# Anyone else have an incorrect acceptance rate?



## Justin H (Sep 24, 2014)

Lyft was not very busy saturday night and i accepted every single one of my requests. Today it shows that i only accepted 50% of my rides? Something is screwy...


----------



## Uberdawg (Oct 23, 2014)

At least you can get an acceptance rate, even if it is wrong. I have no clue what my acceptance rate is on Uber.


----------



## RustleWimson (Aug 7, 2014)

cancels now impact your accept rate. Perhaps this has something to do with it? I'd shoot them an email


----------



## billybengal (Sep 26, 2014)

Over past 3 weeks my app froze 3 times when getting pings. Each time my acceptance rate went down. Uber replied "don't worry about it". Are they trying to get rid off some drivers? **** I'm gonna worry about it cause this can get my ass fired and I got no other income.


----------



## Sacto Burbs (Dec 28, 2014)

I missed a Lyft ping tonight seconds after a fast cancel. I Never saw it.


----------



## NickNolte (Dec 12, 2014)

I've had a sub 80% acceptance rate on Uber for the last weeks which is absurd. Im going to file a complaint with the California labor board because uber is pulling something with the acceptance rates so they don't have to pay the minimum guarantees.


----------



## DudeUber (Jan 9, 2017)

I have yet to not accept a ride or cancel and my acceptance rate for Uber just keeps dropping. Two times I tapped it on ping and it said accepting and then it disappeared.
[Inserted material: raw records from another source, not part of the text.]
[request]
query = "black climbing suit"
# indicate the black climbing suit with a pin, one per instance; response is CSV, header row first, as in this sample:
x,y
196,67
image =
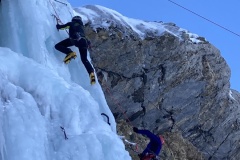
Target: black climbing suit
x,y
76,38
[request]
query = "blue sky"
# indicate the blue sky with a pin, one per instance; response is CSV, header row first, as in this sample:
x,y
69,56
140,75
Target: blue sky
x,y
224,13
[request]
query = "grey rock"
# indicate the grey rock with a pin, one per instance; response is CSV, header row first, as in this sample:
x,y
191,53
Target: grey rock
x,y
169,83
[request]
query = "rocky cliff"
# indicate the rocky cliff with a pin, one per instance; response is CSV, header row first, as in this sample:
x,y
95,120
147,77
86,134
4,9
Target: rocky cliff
x,y
173,82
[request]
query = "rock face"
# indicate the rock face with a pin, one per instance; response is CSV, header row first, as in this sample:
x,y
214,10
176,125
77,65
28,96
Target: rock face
x,y
169,84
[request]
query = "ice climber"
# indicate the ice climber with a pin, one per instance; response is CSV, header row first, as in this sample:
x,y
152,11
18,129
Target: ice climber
x,y
154,146
76,38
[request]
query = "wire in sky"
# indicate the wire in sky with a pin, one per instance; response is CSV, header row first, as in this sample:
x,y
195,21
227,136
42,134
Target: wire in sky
x,y
205,19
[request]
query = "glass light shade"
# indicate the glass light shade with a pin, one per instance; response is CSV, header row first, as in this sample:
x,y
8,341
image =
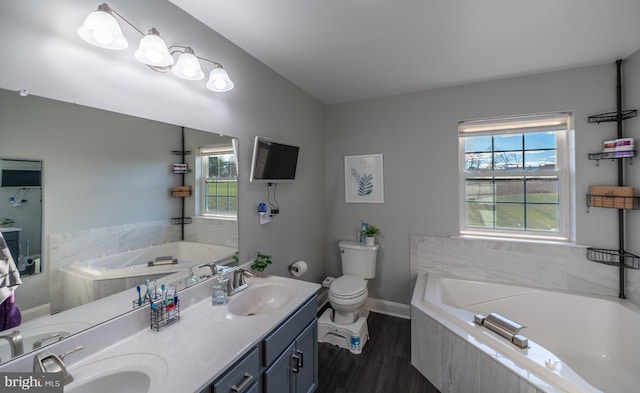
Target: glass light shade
x,y
188,67
219,80
100,28
153,51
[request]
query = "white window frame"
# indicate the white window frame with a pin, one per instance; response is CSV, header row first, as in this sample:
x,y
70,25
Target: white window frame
x,y
204,152
558,122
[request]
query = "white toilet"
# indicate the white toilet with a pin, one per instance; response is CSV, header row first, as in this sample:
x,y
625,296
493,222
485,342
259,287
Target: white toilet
x,y
345,325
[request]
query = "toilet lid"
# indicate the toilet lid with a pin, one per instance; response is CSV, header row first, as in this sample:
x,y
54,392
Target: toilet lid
x,y
348,286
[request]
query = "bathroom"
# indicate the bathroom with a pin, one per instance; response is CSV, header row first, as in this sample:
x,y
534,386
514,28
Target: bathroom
x,y
421,146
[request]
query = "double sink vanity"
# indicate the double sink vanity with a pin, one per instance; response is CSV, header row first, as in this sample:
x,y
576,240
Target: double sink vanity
x,y
263,340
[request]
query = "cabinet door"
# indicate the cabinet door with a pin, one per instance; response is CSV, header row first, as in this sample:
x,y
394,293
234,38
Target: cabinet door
x,y
306,350
278,378
241,377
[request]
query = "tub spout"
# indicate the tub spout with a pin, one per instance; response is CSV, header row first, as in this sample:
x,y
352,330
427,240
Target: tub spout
x,y
504,327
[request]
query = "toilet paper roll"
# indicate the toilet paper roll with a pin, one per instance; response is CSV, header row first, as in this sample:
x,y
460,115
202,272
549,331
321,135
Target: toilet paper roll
x,y
299,268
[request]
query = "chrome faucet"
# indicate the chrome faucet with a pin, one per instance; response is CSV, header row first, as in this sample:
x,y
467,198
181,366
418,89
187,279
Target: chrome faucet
x,y
47,362
38,344
15,342
239,281
212,266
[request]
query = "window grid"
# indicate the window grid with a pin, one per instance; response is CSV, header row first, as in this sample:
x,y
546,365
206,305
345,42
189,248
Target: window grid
x,y
220,184
539,206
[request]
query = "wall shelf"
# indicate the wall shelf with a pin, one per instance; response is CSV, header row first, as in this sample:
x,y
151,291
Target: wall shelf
x,y
613,155
613,116
619,257
612,257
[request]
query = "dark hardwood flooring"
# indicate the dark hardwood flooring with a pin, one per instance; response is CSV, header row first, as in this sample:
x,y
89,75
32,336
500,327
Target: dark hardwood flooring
x,y
384,366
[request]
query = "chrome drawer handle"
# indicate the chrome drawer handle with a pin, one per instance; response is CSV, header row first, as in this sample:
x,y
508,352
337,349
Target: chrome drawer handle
x,y
301,358
296,366
245,381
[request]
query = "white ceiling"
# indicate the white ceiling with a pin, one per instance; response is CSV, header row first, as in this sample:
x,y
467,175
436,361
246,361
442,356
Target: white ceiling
x,y
347,50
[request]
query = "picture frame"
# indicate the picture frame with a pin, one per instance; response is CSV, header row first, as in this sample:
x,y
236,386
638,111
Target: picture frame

Support just says don't worry but this reflects on my work ethic. App says 96% online it's 91%. This is bull.


----------



## Trump Economics (Jul 29, 2015)

Justin H said:


> Lyft was not very busy saturday night and i accepted every single one of my requests. Today it shows that i only accepted 50% of my rides? Something is screwy...


Yea, Lyft.


----------



## Coolrider101nk (Jun 21, 2016)

I did a support ticket to verify mine last week. The app is showing no show and customer cancellations against the acceptance. 

If your worried about bonuses, look on the dashboard on the bonus criteria, they are going off that.


----------